This guy smokes, that guy’s too controlling, the other one has no ambition at all — as women, we’re trained to try to make others happy, but if we stop to take a minute to figure out what brings us joy, we’re threatened with the idea that we’re on our way to becoming a spinster.

Honestly, I’d take 12 cats over a codependent, MAGA hat wearing, big-game-hunting dude named Larry any day.

My last relationship played out over nearly four years and during that period, every time we took a break, an amazing thing would happen.  Some guy from my past would look me up and tell me how long he had been thinking about me and ask me to join him on another date. For a while, I thought there was something magical about me.  How special was I that so many guys would lock themselves up and wait YEARS until I was single again before popping back out to beg for my attention? I felt like a Kardashian.

The pattern seemed to follow a two-year cycle.
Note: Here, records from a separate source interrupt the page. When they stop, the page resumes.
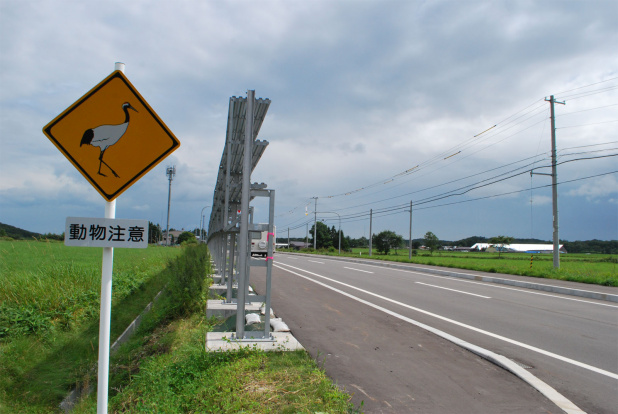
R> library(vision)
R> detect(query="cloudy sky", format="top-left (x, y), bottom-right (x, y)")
top-left (0, 0), bottom-right (618, 240)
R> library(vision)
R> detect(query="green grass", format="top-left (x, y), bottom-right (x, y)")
top-left (74, 314), bottom-right (353, 414)
top-left (0, 241), bottom-right (355, 413)
top-left (282, 248), bottom-right (618, 287)
top-left (0, 241), bottom-right (182, 413)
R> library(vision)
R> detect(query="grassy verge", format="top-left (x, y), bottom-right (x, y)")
top-left (282, 249), bottom-right (618, 287)
top-left (74, 314), bottom-right (353, 414)
top-left (0, 242), bottom-right (354, 413)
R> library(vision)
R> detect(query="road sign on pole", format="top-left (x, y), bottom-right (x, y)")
top-left (64, 217), bottom-right (148, 249)
top-left (43, 70), bottom-right (180, 201)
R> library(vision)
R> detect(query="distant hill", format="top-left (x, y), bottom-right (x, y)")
top-left (0, 223), bottom-right (41, 239)
top-left (0, 223), bottom-right (64, 240)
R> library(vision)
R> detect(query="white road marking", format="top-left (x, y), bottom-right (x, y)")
top-left (342, 263), bottom-right (618, 308)
top-left (343, 266), bottom-right (373, 274)
top-left (414, 282), bottom-right (491, 299)
top-left (275, 265), bottom-right (618, 379)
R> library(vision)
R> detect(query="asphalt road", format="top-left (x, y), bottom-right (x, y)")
top-left (251, 253), bottom-right (618, 413)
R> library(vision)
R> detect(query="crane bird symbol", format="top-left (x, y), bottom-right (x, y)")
top-left (79, 102), bottom-right (137, 177)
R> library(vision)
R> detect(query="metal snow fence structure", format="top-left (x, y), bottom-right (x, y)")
top-left (208, 90), bottom-right (275, 340)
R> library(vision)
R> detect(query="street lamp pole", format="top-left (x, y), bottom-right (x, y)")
top-left (165, 165), bottom-right (176, 246)
top-left (316, 211), bottom-right (341, 254)
top-left (200, 206), bottom-right (212, 242)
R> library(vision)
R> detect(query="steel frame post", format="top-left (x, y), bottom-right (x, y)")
top-left (236, 90), bottom-right (255, 339)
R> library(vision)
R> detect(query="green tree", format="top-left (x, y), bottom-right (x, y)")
top-left (424, 231), bottom-right (440, 255)
top-left (148, 221), bottom-right (163, 244)
top-left (489, 236), bottom-right (515, 258)
top-left (177, 231), bottom-right (197, 244)
top-left (373, 230), bottom-right (403, 254)
top-left (310, 221), bottom-right (333, 249)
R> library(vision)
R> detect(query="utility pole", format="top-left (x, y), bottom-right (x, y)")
top-left (530, 95), bottom-right (565, 269)
top-left (545, 95), bottom-right (565, 269)
top-left (313, 197), bottom-right (318, 250)
top-left (165, 165), bottom-right (176, 246)
top-left (408, 201), bottom-right (412, 260)
top-left (369, 208), bottom-right (373, 257)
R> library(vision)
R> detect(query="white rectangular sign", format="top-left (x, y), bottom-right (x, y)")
top-left (64, 217), bottom-right (148, 249)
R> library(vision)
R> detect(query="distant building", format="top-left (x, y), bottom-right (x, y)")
top-left (290, 241), bottom-right (313, 250)
top-left (161, 230), bottom-right (185, 245)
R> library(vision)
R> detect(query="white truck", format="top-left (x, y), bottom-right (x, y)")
top-left (249, 227), bottom-right (277, 257)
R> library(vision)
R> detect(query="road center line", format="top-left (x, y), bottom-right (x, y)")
top-left (414, 282), bottom-right (491, 299)
top-left (346, 263), bottom-right (618, 308)
top-left (343, 266), bottom-right (373, 274)
top-left (275, 264), bottom-right (618, 379)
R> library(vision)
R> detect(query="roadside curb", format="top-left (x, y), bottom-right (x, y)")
top-left (278, 252), bottom-right (618, 303)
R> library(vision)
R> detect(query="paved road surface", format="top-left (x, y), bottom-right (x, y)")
top-left (251, 254), bottom-right (618, 413)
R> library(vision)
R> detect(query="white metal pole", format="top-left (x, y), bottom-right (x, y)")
top-left (97, 62), bottom-right (125, 414)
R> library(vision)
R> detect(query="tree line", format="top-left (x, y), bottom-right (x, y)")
top-left (277, 222), bottom-right (618, 254)
top-left (0, 222), bottom-right (618, 254)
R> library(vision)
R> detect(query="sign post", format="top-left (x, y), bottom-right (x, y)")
top-left (43, 62), bottom-right (180, 414)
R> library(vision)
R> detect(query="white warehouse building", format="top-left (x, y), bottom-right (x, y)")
top-left (470, 243), bottom-right (567, 253)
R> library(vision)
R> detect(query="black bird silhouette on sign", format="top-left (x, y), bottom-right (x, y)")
top-left (79, 102), bottom-right (137, 177)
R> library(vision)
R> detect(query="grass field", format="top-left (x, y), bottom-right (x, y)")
top-left (0, 240), bottom-right (354, 413)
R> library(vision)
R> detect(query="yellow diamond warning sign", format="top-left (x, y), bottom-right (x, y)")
top-left (43, 71), bottom-right (180, 201)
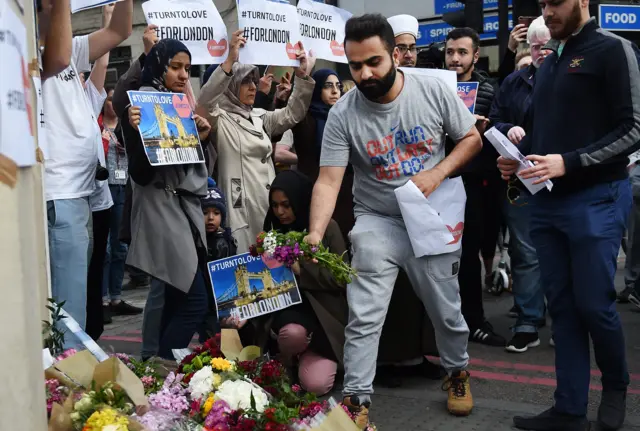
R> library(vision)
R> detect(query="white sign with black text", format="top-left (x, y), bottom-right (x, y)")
top-left (71, 0), bottom-right (122, 13)
top-left (0, 4), bottom-right (36, 167)
top-left (298, 0), bottom-right (352, 63)
top-left (238, 0), bottom-right (302, 66)
top-left (142, 0), bottom-right (229, 64)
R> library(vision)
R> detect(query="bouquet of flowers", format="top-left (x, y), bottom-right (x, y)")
top-left (70, 382), bottom-right (134, 431)
top-left (249, 230), bottom-right (357, 284)
top-left (115, 353), bottom-right (162, 395)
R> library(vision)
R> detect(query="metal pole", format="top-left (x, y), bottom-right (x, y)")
top-left (498, 0), bottom-right (508, 61)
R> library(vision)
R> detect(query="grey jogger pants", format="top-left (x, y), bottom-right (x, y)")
top-left (344, 214), bottom-right (469, 396)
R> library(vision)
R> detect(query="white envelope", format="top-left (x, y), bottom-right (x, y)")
top-left (395, 177), bottom-right (467, 257)
top-left (484, 127), bottom-right (553, 195)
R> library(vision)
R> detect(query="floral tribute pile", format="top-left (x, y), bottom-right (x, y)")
top-left (249, 230), bottom-right (357, 285)
top-left (46, 336), bottom-right (375, 431)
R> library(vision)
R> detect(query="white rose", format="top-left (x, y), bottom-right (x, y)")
top-left (189, 365), bottom-right (213, 400)
top-left (215, 380), bottom-right (269, 413)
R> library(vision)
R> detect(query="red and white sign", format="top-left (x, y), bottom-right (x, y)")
top-left (298, 0), bottom-right (351, 63)
top-left (238, 0), bottom-right (302, 66)
top-left (142, 0), bottom-right (229, 64)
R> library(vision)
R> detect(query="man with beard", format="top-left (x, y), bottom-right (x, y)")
top-left (306, 15), bottom-right (482, 429)
top-left (489, 16), bottom-right (551, 353)
top-left (498, 0), bottom-right (640, 431)
top-left (445, 28), bottom-right (507, 347)
top-left (388, 15), bottom-right (419, 67)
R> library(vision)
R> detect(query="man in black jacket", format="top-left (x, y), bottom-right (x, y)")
top-left (498, 0), bottom-right (640, 431)
top-left (445, 28), bottom-right (507, 347)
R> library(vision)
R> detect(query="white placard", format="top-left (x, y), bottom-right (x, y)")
top-left (0, 2), bottom-right (36, 167)
top-left (238, 0), bottom-right (302, 66)
top-left (31, 76), bottom-right (49, 160)
top-left (142, 0), bottom-right (229, 64)
top-left (484, 127), bottom-right (553, 195)
top-left (298, 0), bottom-right (352, 63)
top-left (399, 67), bottom-right (458, 96)
top-left (71, 0), bottom-right (122, 13)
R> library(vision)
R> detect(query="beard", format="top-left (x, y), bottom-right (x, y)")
top-left (448, 63), bottom-right (473, 79)
top-left (356, 64), bottom-right (397, 102)
top-left (546, 0), bottom-right (582, 40)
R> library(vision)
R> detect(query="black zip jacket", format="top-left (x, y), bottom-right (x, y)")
top-left (520, 18), bottom-right (640, 194)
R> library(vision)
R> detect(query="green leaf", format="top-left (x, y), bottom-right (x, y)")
top-left (251, 391), bottom-right (257, 411)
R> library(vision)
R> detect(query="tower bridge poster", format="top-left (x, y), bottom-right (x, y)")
top-left (208, 253), bottom-right (302, 320)
top-left (127, 91), bottom-right (204, 166)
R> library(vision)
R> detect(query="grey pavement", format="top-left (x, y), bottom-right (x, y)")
top-left (99, 255), bottom-right (640, 431)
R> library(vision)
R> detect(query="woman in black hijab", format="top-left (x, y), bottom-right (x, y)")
top-left (121, 39), bottom-right (215, 359)
top-left (264, 170), bottom-right (348, 395)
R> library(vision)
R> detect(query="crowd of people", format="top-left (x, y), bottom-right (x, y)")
top-left (38, 0), bottom-right (640, 431)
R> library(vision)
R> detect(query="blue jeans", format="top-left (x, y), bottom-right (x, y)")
top-left (158, 269), bottom-right (209, 359)
top-left (47, 198), bottom-right (91, 348)
top-left (531, 180), bottom-right (632, 416)
top-left (102, 184), bottom-right (127, 302)
top-left (504, 192), bottom-right (546, 333)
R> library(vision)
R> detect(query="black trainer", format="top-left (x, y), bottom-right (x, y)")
top-left (110, 301), bottom-right (143, 316)
top-left (102, 305), bottom-right (113, 325)
top-left (513, 407), bottom-right (590, 431)
top-left (598, 390), bottom-right (627, 431)
top-left (469, 321), bottom-right (507, 347)
top-left (628, 291), bottom-right (640, 310)
top-left (505, 332), bottom-right (540, 353)
top-left (617, 286), bottom-right (633, 304)
top-left (373, 365), bottom-right (402, 388)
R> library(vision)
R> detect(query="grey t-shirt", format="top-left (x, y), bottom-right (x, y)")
top-left (320, 72), bottom-right (476, 216)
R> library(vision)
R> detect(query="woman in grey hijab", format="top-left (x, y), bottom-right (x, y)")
top-left (196, 31), bottom-right (315, 253)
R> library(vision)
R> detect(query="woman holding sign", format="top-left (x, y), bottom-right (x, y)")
top-left (196, 30), bottom-right (314, 253)
top-left (121, 39), bottom-right (215, 359)
top-left (264, 170), bottom-right (349, 395)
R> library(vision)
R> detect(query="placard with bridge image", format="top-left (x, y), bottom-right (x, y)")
top-left (127, 91), bottom-right (204, 166)
top-left (208, 253), bottom-right (302, 320)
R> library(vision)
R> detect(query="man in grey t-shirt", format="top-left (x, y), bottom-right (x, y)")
top-left (307, 15), bottom-right (482, 428)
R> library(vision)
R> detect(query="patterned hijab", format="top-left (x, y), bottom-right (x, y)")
top-left (218, 62), bottom-right (260, 120)
top-left (141, 39), bottom-right (191, 93)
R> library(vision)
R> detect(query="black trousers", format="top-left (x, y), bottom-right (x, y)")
top-left (86, 209), bottom-right (111, 340)
top-left (458, 173), bottom-right (506, 330)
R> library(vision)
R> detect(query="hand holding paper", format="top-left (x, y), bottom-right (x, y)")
top-left (484, 127), bottom-right (552, 195)
top-left (519, 154), bottom-right (567, 185)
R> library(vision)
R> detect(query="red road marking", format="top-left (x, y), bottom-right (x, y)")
top-left (471, 370), bottom-right (640, 395)
top-left (428, 356), bottom-right (640, 381)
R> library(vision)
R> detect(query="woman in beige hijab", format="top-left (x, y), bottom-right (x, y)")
top-left (196, 30), bottom-right (315, 253)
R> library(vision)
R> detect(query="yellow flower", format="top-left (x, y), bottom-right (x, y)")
top-left (213, 374), bottom-right (222, 389)
top-left (202, 394), bottom-right (215, 416)
top-left (84, 408), bottom-right (129, 431)
top-left (211, 358), bottom-right (233, 371)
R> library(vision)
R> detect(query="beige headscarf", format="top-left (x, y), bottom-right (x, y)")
top-left (218, 63), bottom-right (260, 119)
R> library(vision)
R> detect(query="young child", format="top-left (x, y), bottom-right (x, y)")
top-left (199, 178), bottom-right (237, 343)
top-left (201, 178), bottom-right (237, 262)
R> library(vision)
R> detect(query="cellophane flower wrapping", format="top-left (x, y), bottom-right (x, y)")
top-left (249, 230), bottom-right (357, 285)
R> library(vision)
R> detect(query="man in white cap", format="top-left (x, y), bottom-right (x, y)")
top-left (387, 15), bottom-right (418, 67)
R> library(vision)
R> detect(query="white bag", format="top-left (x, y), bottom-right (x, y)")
top-left (395, 177), bottom-right (467, 257)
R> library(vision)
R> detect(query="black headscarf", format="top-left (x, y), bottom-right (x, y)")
top-left (263, 170), bottom-right (313, 233)
top-left (309, 69), bottom-right (339, 158)
top-left (141, 39), bottom-right (191, 93)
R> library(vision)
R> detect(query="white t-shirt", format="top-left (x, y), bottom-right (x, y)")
top-left (85, 79), bottom-right (113, 212)
top-left (42, 36), bottom-right (101, 201)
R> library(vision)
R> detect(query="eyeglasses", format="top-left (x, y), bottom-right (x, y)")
top-left (322, 82), bottom-right (344, 92)
top-left (396, 45), bottom-right (418, 55)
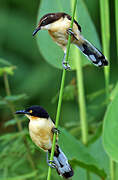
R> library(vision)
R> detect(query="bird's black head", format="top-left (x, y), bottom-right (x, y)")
top-left (33, 12), bottom-right (67, 36)
top-left (16, 105), bottom-right (49, 118)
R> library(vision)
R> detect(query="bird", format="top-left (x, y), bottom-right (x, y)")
top-left (16, 105), bottom-right (74, 179)
top-left (33, 12), bottom-right (108, 69)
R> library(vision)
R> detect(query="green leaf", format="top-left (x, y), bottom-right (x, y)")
top-left (59, 129), bottom-right (106, 178)
top-left (37, 0), bottom-right (100, 69)
top-left (3, 171), bottom-right (37, 180)
top-left (0, 66), bottom-right (16, 76)
top-left (103, 85), bottom-right (118, 162)
top-left (0, 58), bottom-right (11, 66)
top-left (4, 94), bottom-right (27, 102)
top-left (52, 84), bottom-right (76, 103)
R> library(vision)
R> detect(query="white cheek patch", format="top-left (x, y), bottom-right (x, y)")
top-left (98, 61), bottom-right (102, 66)
top-left (89, 55), bottom-right (96, 62)
top-left (41, 24), bottom-right (51, 30)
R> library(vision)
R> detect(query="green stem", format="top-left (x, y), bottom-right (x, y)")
top-left (115, 0), bottom-right (118, 58)
top-left (4, 73), bottom-right (36, 170)
top-left (76, 50), bottom-right (88, 145)
top-left (47, 0), bottom-right (77, 180)
top-left (110, 159), bottom-right (115, 180)
top-left (100, 0), bottom-right (114, 180)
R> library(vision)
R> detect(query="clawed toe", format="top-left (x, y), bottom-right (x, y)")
top-left (63, 61), bottom-right (71, 70)
top-left (47, 160), bottom-right (56, 168)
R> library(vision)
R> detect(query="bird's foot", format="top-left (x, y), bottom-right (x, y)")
top-left (63, 61), bottom-right (71, 70)
top-left (67, 28), bottom-right (78, 40)
top-left (67, 28), bottom-right (74, 36)
top-left (52, 127), bottom-right (60, 134)
top-left (47, 160), bottom-right (56, 168)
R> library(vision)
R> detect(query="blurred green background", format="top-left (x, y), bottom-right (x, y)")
top-left (0, 0), bottom-right (118, 180)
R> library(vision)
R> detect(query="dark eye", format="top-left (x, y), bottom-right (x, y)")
top-left (29, 110), bottom-right (33, 114)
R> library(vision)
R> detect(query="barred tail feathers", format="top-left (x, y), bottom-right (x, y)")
top-left (53, 145), bottom-right (73, 179)
top-left (76, 38), bottom-right (108, 67)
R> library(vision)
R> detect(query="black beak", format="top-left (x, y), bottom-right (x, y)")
top-left (32, 27), bottom-right (41, 36)
top-left (15, 110), bottom-right (30, 115)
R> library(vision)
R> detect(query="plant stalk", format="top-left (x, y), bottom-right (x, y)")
top-left (115, 0), bottom-right (118, 58)
top-left (100, 0), bottom-right (114, 180)
top-left (47, 0), bottom-right (77, 180)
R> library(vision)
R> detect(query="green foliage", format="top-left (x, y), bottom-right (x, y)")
top-left (60, 129), bottom-right (106, 178)
top-left (103, 86), bottom-right (118, 162)
top-left (0, 0), bottom-right (118, 180)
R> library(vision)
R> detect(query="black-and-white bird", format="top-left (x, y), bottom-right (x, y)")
top-left (33, 12), bottom-right (108, 69)
top-left (16, 106), bottom-right (73, 179)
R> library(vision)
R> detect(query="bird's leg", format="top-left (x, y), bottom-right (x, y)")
top-left (52, 127), bottom-right (60, 134)
top-left (46, 152), bottom-right (56, 168)
top-left (67, 28), bottom-right (78, 40)
top-left (62, 51), bottom-right (71, 70)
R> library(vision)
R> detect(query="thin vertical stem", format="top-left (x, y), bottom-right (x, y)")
top-left (100, 0), bottom-right (110, 100)
top-left (115, 0), bottom-right (118, 58)
top-left (110, 159), bottom-right (115, 180)
top-left (4, 73), bottom-right (36, 170)
top-left (47, 0), bottom-right (77, 180)
top-left (76, 49), bottom-right (88, 145)
top-left (100, 0), bottom-right (114, 180)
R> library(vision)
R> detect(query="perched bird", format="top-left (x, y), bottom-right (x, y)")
top-left (16, 106), bottom-right (73, 179)
top-left (33, 12), bottom-right (108, 69)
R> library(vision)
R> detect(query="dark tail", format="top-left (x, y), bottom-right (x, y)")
top-left (76, 38), bottom-right (108, 67)
top-left (50, 145), bottom-right (74, 179)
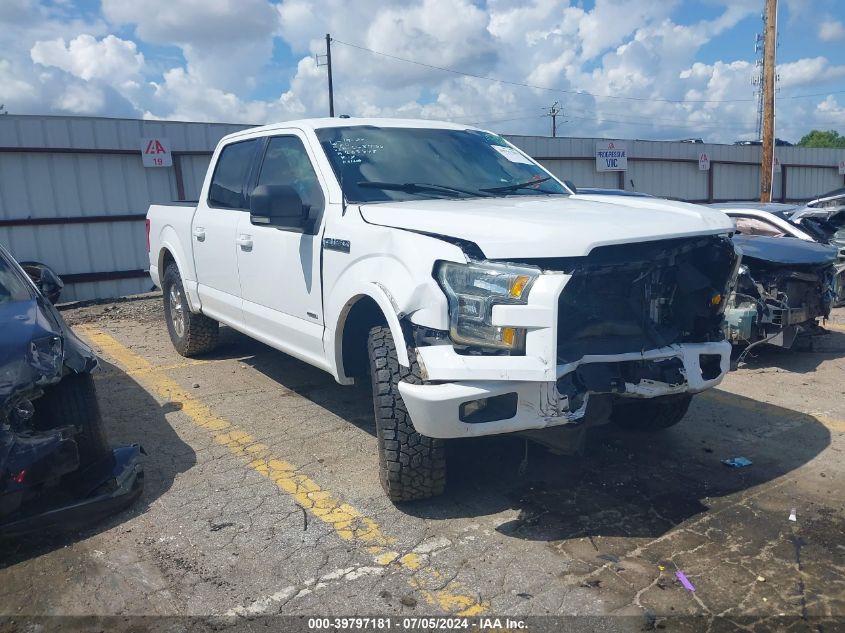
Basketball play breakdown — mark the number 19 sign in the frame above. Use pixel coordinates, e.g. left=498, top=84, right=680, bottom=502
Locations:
left=596, top=141, right=628, bottom=171
left=141, top=137, right=173, bottom=167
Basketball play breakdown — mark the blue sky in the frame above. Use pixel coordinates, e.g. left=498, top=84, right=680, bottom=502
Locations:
left=0, top=0, right=845, bottom=142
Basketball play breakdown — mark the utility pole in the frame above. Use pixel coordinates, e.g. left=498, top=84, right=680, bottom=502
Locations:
left=760, top=0, right=778, bottom=202
left=314, top=33, right=334, bottom=116
left=549, top=101, right=563, bottom=138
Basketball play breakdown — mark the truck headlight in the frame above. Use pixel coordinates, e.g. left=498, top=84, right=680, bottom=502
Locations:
left=436, top=262, right=540, bottom=351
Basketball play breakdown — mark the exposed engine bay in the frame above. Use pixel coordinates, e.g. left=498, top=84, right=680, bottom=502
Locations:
left=526, top=235, right=739, bottom=364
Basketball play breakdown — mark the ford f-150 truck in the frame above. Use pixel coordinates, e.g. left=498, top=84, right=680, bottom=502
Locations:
left=147, top=118, right=739, bottom=501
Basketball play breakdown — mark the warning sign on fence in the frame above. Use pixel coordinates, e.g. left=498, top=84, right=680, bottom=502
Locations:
left=596, top=141, right=628, bottom=171
left=141, top=136, right=173, bottom=167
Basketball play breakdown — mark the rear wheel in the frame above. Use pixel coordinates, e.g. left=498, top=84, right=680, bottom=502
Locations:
left=610, top=394, right=692, bottom=431
left=162, top=263, right=219, bottom=358
left=367, top=326, right=446, bottom=501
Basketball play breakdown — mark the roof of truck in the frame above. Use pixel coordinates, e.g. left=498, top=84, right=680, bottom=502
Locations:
left=223, top=117, right=477, bottom=140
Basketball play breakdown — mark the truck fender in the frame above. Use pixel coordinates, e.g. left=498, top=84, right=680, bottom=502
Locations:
left=332, top=282, right=411, bottom=384
left=157, top=225, right=201, bottom=312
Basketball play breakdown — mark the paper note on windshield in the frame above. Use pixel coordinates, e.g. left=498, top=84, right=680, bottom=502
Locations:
left=492, top=145, right=534, bottom=165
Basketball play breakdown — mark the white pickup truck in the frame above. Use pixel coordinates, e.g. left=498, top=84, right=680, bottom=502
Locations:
left=147, top=118, right=739, bottom=501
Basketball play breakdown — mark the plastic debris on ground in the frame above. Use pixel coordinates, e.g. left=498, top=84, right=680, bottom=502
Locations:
left=675, top=569, right=695, bottom=591
left=722, top=457, right=754, bottom=468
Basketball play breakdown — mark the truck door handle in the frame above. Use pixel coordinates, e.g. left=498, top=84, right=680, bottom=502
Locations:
left=235, top=234, right=252, bottom=251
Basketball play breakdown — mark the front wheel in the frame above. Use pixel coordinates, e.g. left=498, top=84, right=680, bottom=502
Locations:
left=367, top=326, right=446, bottom=501
left=161, top=263, right=218, bottom=358
left=610, top=394, right=692, bottom=431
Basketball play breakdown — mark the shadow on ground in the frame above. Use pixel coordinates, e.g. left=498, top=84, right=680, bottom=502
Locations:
left=191, top=329, right=830, bottom=541
left=0, top=359, right=196, bottom=570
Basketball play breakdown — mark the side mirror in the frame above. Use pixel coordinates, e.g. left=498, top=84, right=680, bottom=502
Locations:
left=21, top=262, right=65, bottom=303
left=249, top=185, right=308, bottom=231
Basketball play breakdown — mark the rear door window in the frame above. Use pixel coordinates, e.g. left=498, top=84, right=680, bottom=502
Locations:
left=208, top=139, right=259, bottom=209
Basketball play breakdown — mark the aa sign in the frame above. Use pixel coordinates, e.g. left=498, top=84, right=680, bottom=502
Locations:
left=141, top=136, right=173, bottom=167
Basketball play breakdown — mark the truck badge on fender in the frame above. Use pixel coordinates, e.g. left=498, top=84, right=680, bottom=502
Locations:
left=323, top=237, right=350, bottom=253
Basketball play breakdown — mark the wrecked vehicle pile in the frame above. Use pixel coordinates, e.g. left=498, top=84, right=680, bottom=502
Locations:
left=725, top=235, right=836, bottom=348
left=0, top=247, right=143, bottom=536
left=577, top=188, right=839, bottom=348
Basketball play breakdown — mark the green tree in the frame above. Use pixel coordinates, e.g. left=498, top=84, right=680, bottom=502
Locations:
left=798, top=130, right=845, bottom=149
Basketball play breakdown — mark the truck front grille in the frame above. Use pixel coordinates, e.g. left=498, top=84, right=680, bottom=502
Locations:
left=558, top=236, right=736, bottom=363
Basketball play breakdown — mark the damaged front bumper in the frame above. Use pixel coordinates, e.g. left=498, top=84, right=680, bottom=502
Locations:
left=399, top=341, right=731, bottom=438
left=0, top=444, right=144, bottom=538
left=399, top=236, right=738, bottom=438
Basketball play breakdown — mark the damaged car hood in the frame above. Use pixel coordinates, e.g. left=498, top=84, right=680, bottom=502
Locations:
left=733, top=235, right=837, bottom=266
left=0, top=298, right=97, bottom=407
left=360, top=195, right=734, bottom=259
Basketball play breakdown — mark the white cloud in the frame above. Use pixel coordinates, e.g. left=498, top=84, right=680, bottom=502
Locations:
left=30, top=34, right=144, bottom=84
left=815, top=95, right=845, bottom=129
left=102, top=0, right=278, bottom=91
left=0, top=0, right=845, bottom=141
left=819, top=18, right=845, bottom=42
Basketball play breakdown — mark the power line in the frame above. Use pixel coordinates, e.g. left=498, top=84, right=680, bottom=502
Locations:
left=332, top=38, right=845, bottom=104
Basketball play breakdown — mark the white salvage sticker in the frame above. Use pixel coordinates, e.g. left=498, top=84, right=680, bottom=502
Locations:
left=491, top=145, right=534, bottom=165
left=141, top=136, right=173, bottom=167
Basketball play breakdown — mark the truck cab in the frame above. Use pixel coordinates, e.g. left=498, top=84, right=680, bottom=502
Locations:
left=148, top=119, right=739, bottom=501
I’d date a guy, then we’d completely ghost one another. Not knowing what was happening on his end, I’d start thinking too much and choose to spend the rest of the week eating chocolate, wearing sweatpants, and watching The Decoy Bride on repeat. Inevitably, I’d get involved with someone else and forget all about the one that ran away.  

Then, years later when there was a pause, break, hop, skip, or jump in my status, the nostalgic bachelor would insert himself back into my life, asking for another chance. One time would have been flattering. Twice, a coincidence. But this had literally happened to me with four different men, and I was beginning to think that my feminine wiles had a two-year incubation period.

Each time I revisited a previous first-date, both of us older and wiser, I’d feel more confident about the pairing.

 Inevitably though, each relationship would fade away in a similar manner to our original encounters. Eventually, I realized what was going on. These dating reruns (who I affectionately refer to as “hollaback boys”) are not flattering me by reappearing, they’re being disrespectful by failing to appreciate a good thing when they first see it.  They’re noticing imperfections and running away to keep playing the field before finally recognizing that they had a pretty amazing person sitting in front of them who they traded in for a size-two with daddy issues.

Now the hollaback boys raise red flags for me, too.

Look, I recognize that I’m not perfect. I’ve got more baggage than the TSA on a holiday weekend, but I believe that there’s someone for everybody and I refuse to miss my someone because I was suffering through too many months with somebody else’s someone against my better judgment. One day, I’ll look forward to a second date, and maybe a third, but until then, I plan to respect myself enough to honor the red flags and wear my particular nature with pride.

That said, do you have any single friends?